Passara o dia inteiro com os chinelos de Bill, grandes demais para mim. Embora sempre tenha tido pés grandes, eles matraqueavam como jogos de fliperamas naquelas velharias. Mesmo assim, eu os arrastava de um lado para o outro pela casa, batendo as solas contra o piso ladrilhado. Queria saber como era andar com os chinelos dele. Queria entender o que estava acontecendo em sua alma para levá-lo às escolhas que fizera, revirando minha vida e me causando uma dor tão agonizante.
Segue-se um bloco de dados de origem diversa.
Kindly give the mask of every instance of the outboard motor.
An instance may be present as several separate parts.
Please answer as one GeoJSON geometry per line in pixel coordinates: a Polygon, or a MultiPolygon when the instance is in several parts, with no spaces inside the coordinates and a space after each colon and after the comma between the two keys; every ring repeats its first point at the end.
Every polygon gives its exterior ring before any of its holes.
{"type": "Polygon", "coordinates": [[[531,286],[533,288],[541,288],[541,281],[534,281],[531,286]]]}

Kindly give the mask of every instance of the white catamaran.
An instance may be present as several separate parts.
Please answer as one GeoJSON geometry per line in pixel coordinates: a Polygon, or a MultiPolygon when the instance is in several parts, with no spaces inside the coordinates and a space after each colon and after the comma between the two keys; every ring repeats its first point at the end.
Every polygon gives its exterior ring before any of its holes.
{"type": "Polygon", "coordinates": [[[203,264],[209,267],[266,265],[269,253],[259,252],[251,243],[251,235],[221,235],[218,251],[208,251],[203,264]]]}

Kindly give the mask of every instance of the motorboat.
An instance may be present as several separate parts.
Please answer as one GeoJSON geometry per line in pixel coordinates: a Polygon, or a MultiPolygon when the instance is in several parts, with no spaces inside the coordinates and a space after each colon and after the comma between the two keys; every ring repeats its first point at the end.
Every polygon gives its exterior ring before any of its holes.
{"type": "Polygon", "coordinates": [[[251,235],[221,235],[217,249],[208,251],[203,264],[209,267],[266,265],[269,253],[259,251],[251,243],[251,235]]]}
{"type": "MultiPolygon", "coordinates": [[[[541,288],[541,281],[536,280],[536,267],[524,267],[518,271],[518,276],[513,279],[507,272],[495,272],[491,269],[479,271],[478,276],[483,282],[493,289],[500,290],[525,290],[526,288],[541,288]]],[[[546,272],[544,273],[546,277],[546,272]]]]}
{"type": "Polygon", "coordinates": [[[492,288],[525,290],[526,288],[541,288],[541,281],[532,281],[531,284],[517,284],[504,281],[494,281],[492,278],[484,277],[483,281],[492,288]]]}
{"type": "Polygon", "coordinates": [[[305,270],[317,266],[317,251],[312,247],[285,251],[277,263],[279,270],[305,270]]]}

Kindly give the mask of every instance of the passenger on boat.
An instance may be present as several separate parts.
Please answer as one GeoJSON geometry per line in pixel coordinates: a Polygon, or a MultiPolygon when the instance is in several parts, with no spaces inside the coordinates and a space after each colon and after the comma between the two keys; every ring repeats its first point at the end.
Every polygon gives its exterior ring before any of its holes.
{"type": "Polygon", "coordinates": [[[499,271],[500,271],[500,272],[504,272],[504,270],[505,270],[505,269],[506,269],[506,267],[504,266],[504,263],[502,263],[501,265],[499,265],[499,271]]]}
Essa foi sem dúvida a fase mais difícil de minha vida. Vou contar mais daqui a pouco. Primeiro, quero ter certeza de que você entende: não tenho a ilusão de que o quinto segredo seja fácil. Não acho que procurar lições na vida — em especial quando nos sentimos injustiçados, sem sorte ou totalmente irados — seja algo simples de se fazer. É um compromisso. Exige disciplina. É óbvio que vamos vacilar, cair e errar ao longo do caminho.

No entanto, essa é uma das atitudes mais importantes que podemos tomar em nossa jornada de alma. Quando se torna um hábito, pode até ser prazeroso; os momentos mais difíceis da vida ainda vão doer, mas tentar aprender algo nos ajuda a processar com mais facilidade os desafios menores. Quando olhamos para a vida, percebemos que, em troca, ela está olhando para nós. Está sempre tentando nos mostrar algo. Está se comunicando por meio de eventos, pessoas e ideias que aparecem, oferecendo-nos uma oportunidade de gratidão.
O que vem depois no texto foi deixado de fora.